I want the rods out. And I want to live near my boyfriend. And I want to graduate college with a degree in English and teaching certification. One day, I want to be a mom and a homeowner. I want a life that's full. And today's the day I start wanting it more than fearing it.

When I was ten or eleven, on my way out of the hospital, my nurses said I was stronger than they thought. My father told me the same, a few weeks later when I tried (and succeeded) crawling my way to the bathroom instead of waking someone up to help me. I am a strong woman, a lot stronger than I know. And it's time to start testing my metal (no pun intended).

Tuesday, January 1, 2013

Waiting For Confidence

I'm a modern day mystic. A gypsy. I do palm readings and tarot cards and carry around a rose quartz stone in my purse to bring me luck in love and a calm disposition.I studied numerology and astrology and Buddhist mantras. I believe in souls and spirits and ghosts and aliens and that one day, when I die, all of my beliefs will have been true. I believe in everything.

The one thing I don't believe in though, which is a sad state of affairs if I've ever heard one, is myself. I don't believe that my opinion or personage matters. And how sad is that, for a person who still believes in true love, and magic and the sanctity of pinky promises to not believe in herself?

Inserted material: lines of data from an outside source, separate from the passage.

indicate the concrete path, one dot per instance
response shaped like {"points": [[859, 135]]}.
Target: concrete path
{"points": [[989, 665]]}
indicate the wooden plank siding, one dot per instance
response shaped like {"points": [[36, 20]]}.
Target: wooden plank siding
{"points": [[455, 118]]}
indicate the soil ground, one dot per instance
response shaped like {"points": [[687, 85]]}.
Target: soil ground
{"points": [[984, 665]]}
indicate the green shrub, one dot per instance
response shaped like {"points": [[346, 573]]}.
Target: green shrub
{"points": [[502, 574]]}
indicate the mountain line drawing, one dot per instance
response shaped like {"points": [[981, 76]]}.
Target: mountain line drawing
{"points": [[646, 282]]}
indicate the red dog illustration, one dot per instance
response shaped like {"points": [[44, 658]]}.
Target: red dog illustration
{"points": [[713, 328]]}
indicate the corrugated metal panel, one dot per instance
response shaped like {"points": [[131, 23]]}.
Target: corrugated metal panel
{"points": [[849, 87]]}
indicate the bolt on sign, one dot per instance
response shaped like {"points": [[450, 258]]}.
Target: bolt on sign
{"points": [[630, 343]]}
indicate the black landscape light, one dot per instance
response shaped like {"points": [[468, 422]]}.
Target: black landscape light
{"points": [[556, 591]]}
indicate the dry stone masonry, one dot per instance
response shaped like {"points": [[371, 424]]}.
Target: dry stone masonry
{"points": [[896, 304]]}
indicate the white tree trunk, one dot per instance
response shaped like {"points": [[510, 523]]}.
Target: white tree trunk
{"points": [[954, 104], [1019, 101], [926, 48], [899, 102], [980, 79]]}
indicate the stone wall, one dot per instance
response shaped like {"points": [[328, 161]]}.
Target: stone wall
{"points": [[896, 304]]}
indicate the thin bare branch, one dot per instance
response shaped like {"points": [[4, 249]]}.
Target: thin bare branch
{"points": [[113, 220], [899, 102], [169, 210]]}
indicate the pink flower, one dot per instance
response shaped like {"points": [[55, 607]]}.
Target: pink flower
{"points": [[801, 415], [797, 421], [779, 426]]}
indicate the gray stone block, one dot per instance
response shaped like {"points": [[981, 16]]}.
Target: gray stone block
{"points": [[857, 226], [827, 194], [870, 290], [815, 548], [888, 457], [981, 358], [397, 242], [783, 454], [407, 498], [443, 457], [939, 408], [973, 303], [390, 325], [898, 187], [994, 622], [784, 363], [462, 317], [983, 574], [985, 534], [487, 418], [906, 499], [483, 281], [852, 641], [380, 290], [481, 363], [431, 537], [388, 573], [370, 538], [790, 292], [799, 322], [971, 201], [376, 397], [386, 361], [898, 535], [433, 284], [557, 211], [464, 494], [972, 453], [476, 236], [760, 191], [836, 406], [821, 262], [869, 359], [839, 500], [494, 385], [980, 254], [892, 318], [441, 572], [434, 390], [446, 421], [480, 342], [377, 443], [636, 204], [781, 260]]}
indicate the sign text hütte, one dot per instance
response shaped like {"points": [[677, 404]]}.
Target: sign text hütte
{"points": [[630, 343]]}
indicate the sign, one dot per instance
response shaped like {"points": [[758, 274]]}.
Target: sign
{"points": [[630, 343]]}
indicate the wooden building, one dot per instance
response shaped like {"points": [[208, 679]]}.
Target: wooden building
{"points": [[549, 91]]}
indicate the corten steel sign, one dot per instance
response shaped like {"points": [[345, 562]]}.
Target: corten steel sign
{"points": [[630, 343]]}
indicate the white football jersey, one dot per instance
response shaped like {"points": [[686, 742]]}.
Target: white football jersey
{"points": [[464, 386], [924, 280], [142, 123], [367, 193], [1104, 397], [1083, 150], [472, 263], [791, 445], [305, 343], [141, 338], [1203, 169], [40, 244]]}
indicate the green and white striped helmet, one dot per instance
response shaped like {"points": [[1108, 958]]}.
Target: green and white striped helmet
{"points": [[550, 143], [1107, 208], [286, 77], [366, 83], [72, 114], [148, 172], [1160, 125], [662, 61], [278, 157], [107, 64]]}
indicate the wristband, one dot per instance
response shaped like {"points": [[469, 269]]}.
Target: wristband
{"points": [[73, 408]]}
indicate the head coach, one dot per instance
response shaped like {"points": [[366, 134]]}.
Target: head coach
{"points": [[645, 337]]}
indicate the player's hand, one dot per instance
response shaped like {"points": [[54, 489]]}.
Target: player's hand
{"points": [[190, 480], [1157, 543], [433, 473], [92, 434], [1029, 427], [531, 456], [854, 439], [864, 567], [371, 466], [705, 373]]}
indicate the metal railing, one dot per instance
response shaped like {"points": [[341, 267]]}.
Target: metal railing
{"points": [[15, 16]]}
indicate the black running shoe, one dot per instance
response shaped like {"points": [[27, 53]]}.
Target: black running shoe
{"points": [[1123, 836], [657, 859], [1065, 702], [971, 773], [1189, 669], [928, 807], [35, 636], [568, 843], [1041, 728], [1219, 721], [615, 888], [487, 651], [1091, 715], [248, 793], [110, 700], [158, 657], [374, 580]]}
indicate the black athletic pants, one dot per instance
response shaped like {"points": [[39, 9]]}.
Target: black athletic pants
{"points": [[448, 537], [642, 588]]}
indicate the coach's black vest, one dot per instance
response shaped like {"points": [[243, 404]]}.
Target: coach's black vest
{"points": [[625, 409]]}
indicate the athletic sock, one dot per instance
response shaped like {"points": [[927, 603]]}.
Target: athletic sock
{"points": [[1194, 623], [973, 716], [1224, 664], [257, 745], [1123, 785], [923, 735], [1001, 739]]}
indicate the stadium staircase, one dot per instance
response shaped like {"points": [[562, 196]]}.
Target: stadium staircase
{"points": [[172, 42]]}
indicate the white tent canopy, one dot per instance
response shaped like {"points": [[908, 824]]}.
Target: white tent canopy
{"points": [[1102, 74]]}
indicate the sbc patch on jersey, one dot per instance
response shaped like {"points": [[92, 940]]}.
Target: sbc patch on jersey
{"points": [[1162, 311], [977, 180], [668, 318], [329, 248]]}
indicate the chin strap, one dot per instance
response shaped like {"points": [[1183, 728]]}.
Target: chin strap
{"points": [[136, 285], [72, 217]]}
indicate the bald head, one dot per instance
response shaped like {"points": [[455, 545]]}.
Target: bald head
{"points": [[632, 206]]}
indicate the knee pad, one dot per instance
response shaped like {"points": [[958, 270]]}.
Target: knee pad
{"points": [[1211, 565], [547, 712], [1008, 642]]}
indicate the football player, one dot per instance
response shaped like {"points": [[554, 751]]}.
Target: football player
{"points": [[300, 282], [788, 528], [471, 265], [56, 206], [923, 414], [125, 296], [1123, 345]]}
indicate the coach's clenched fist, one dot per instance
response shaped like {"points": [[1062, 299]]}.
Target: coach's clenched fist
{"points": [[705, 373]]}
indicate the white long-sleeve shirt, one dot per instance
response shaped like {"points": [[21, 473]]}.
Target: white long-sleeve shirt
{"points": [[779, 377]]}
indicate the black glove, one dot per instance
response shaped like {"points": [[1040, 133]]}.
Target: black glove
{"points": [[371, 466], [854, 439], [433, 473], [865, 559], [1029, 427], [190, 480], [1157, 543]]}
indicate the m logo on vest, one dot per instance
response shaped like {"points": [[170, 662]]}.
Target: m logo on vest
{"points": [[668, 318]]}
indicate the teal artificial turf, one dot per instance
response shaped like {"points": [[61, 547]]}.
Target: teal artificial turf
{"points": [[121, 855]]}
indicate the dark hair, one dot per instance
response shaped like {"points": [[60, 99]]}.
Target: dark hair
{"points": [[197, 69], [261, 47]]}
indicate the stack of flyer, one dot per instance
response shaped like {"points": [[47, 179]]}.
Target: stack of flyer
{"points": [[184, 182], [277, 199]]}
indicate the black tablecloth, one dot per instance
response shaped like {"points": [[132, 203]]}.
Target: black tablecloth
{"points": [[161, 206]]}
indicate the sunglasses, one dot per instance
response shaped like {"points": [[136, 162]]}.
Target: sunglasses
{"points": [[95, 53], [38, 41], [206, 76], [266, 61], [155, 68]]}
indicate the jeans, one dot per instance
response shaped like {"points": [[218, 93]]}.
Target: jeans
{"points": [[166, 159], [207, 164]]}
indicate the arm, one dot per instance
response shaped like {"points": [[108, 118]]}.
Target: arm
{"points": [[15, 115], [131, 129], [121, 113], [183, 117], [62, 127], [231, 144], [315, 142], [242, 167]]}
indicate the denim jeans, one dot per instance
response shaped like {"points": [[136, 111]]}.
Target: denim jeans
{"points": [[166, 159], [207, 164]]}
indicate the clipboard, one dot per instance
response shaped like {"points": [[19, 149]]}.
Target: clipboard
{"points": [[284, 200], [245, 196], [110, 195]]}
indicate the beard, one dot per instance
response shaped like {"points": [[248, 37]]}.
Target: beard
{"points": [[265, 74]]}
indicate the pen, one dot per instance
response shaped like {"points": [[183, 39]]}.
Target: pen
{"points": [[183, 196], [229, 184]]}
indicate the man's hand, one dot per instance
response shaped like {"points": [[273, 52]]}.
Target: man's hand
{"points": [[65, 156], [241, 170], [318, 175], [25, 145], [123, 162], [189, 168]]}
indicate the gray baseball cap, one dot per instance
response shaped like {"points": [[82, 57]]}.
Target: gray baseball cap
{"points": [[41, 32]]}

I don't know why I don't. I don't know when I went from this over-exuberant  confident kid, to this sullen adult with nothing but fear and regret on either fork of her road staring her in the face. If poetic justice were true, I'd have blossomed into this beautiful, confident, self-reliant chick. Maybe it just takes longer than I anticipated.

I wish I did believe in myself. I wish I still held the belief that nobody would hurt me, and that wanting something and working towards it would mean that you get it, but I don't. Is that what growing up is, losing the magic and the security? Can I hold onto all these beautiful, tenuous things and still grow and become who I'm supposed to be?

Right, this about me, though. Me and my inability to see myself for all the flaws that I have. I want so many things, from the love of my life, from my family, from my job, that I'm too timid to ask for for fear of losing it all. But a friend once told me that a reward is nothing without a little risk, and that if I'm too afraid to jump, I would probably end up sitting on the side of the pool with the other kids too scared to fly or swim.

I hear that I'm wonderful. People say that I'm smart and beautiful, that I'm kind and something special. People tell me that all the time. Nobody has ever really proved it. I don't want to blame my lack of belief in myself on others, but you could see how that would confuse a girl: I'm every woman, but no woman at the same damn time. I should start proving to myself these things, but how do you define when "enough" is? When will I be smart enough, pretty enough, whole enough to please myself?

New year, new me, indeed. Nothing's changed. Still the same star crossed, lovelorn Virgo I've always been, and still, nobody seems to notice a thing. It's of my own making, this prison of doubt, and I've misplaced the keys, so what do I do now?

For now, I wait. I wait to either stop believing all together, or wait until my beliefs in myself are so full I can't deny them anymore. For now, I just wait.